What then is the consequence here of the fact that the only filing the BEP made within the time limits of Rule 73(a) was a fax filing? Our answer must take into account the present circumstances that the validity of fax filings is a question of first impression in Maine, that on its merits the BEP's appeal raises an issue of considerable public importance in the administration and operations of a busy state agency, and that no one has been misled or prejudiced in the slightest by the BEP's faxed notice of appeal. M.R.Civ.P. 1 instructs us to construe the Rules of Civil Procedure "to secure the just ... determination of every action." That instruction is best followed by not applying our freshly announced decision to the fax filing in this appeal. Here, for the purposes of this appeal only, we will treat the fax copy filed on Friday, October 18, 1991, as the equivalent of an original signed notice of appeal. We deny the Fichters' motion to dismiss the BEP's appeal. We emphasize, however, that the same dispensation will not be accorded pleadings filed by fax after this date. Hereafter we will not accept the fax filing of a notice of appeal or any other pleading, until such time as the Supreme Judicial Court, with the assistance of its advisory rules committees, has had an opportunity to consider fully the problems incident to the use of fax in the courts and in the exercise of its rulemaking power has expressly authorized that use subject to appropriate safeguards.

II. Final Judgment Rule

Although this appeal is clearly interlocutory, 2 it presents a set of circumstances that we have at least twice before recognized to justify our making an exception to the final judgment rule. In Bar Harbor Banking & Trust Co. v. Alexander, 411 A.2d 74 (Me.1980), we fashioned a pragmatic exception to the final judgment rule for a temporary restraining order issued by the Superior Court that interfered "with apparently legitimate executive department activity" and disrupted the "administrative process." Id. at 77. In Harding v. Commissioner of Marine Resources, 510 A.2d 533 (Me.1986), we extended the pragmatic exception fashioned in Alexander to a Superior Court order that vacated an aquaculture lease because that order interfered with legitimate administrative procedure and because the issue might otherwise escape appellate review.
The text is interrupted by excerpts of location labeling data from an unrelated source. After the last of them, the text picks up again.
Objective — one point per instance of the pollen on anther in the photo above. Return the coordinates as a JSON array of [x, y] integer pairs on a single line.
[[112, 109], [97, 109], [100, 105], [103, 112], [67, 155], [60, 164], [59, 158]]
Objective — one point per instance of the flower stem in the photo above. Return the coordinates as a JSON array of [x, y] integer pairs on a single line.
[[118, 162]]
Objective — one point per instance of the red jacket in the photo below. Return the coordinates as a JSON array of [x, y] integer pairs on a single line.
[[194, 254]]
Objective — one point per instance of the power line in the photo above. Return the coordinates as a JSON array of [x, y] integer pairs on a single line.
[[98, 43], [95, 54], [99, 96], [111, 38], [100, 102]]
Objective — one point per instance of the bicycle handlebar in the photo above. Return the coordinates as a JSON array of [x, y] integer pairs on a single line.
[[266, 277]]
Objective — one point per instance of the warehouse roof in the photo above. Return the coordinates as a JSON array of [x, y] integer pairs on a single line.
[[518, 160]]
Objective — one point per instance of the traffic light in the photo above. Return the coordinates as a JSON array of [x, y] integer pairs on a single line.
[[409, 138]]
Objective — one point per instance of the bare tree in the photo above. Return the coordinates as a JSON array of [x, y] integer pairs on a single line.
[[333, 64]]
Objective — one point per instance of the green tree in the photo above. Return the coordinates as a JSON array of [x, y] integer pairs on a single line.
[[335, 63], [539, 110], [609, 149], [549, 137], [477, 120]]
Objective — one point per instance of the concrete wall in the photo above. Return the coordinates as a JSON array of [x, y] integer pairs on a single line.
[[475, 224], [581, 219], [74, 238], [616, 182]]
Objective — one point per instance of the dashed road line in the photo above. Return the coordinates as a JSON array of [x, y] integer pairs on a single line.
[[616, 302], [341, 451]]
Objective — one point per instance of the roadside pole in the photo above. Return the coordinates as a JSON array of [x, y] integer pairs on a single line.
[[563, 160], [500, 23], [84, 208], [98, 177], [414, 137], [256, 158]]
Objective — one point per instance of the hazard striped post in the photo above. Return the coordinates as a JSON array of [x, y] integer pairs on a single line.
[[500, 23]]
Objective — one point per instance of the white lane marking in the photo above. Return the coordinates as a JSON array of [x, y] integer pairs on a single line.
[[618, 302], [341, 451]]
That same situation exists here. First, the BEP takes its present appeal from an interlocutory ruling of the Superior Court that has the potential of interfering severely with the administrative procedures of that agency. The expense and delay involved in providing a permit applicant a full-blown adversarial hearing with cross-examination and rebuttal are substantial. That expense and delay alone amount to a disruption of the administrative process, even if the court's ruling is extended no further than the case at bar, and of course it cannot be so limited. Furthermore, it is unlikely that the BEP can ever obtain appellate review of the Superior Court's procedural ruling if we do not entertain its appeal now. If after the hearing with full cross-examination and rebuttal the BEP grants the Fichters a sand dune permit, the BEP is not an aggrieved party entitled to appeal its own order. On the other hand, if after the full hearing the BEP again denies the Fichters' application, any challenge to the Superior Court's ruling that the BEP might try...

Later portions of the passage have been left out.